ClusterApply {FCPS} | R Documentation |
Applies a function over grouped data
Description
Applies a given function to each dimension d
of data separately for each cluster
Usage
ClusterApply(DataOrDistances,FUN,Cls,Simple=FALSE,...)
Arguments
DataOrDistances |
[1:n,1:d] with: if d=n and symmetric then distance matrix assumed, otherwise: [1:n,1:d] matrix of defining the dataset that consists of |
FUN |
Function to be applied to each cluster of data and each column of data |
Cls |
[1:n] numerical vector with n numbers defining the classification as the main output of the clustering algorithm.
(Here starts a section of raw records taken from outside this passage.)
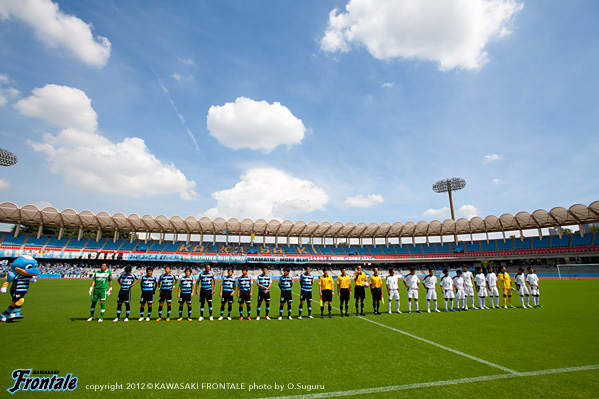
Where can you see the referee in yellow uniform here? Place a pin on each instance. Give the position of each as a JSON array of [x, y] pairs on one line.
[[359, 293], [505, 283], [344, 291], [325, 286], [376, 291]]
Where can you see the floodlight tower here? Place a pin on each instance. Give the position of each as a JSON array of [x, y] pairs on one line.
[[447, 186], [7, 158]]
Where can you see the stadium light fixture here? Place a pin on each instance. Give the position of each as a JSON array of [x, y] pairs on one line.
[[7, 158], [447, 186]]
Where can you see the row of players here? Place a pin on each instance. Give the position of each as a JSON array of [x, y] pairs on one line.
[[459, 288]]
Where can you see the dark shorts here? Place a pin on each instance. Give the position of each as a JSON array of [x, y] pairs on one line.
[[264, 296], [147, 296], [306, 296], [244, 296], [344, 294], [185, 298], [377, 294], [17, 295], [124, 296], [359, 292], [286, 296], [206, 295], [166, 295], [226, 298]]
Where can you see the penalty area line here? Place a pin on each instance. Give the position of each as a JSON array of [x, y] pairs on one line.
[[443, 347], [477, 359], [393, 388]]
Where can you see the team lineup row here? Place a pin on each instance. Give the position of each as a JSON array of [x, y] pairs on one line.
[[457, 288]]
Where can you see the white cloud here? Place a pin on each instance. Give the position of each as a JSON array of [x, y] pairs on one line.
[[182, 78], [6, 92], [256, 125], [438, 213], [4, 184], [268, 193], [57, 29], [453, 33], [492, 158], [362, 201], [89, 160], [62, 106], [467, 211]]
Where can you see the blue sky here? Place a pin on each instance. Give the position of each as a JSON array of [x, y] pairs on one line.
[[290, 110]]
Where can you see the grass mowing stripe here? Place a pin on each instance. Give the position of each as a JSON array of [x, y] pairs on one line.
[[438, 345], [444, 347], [438, 383]]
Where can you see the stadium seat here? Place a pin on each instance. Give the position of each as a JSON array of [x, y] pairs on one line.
[[505, 247], [580, 244], [540, 246], [522, 247], [443, 250], [472, 248], [488, 248]]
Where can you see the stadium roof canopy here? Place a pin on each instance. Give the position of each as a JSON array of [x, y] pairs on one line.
[[33, 216]]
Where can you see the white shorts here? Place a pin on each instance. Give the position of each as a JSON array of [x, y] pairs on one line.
[[449, 294], [431, 293], [412, 293]]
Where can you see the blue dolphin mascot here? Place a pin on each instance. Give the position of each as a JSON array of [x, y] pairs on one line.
[[22, 272]]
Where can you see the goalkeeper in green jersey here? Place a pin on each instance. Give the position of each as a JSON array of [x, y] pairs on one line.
[[101, 286]]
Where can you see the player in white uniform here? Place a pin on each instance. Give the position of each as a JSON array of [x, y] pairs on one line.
[[533, 282], [412, 283], [468, 288], [520, 281], [447, 289], [392, 283], [481, 287], [430, 283], [492, 286], [458, 283]]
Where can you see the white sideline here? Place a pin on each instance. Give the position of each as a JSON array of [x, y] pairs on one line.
[[437, 345], [437, 383], [443, 347]]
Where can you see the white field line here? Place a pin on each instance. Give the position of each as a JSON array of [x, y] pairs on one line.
[[437, 383], [438, 345]]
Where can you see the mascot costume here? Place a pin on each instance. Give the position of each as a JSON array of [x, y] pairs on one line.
[[22, 272]]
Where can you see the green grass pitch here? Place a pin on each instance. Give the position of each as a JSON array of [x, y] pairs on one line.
[[341, 354]]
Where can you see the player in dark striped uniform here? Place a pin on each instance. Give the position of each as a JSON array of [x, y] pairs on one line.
[[306, 281], [205, 288], [244, 293], [126, 280], [185, 293], [264, 282], [148, 284], [227, 291], [285, 284], [166, 282]]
It has k unique numbers representing the arbitrary labels of the clustering. |
Simple |
Boolean, if TRUE, simplifies output |
... |
Additional parameters to be passed on to FUN |
Details
Applies a given function to each feature of each cluster of data using the clustering stored in Cls
which is the cluster identifiers for all rows in data. If missing, all data are in first cluster, The main output is FUNPerCluster[i]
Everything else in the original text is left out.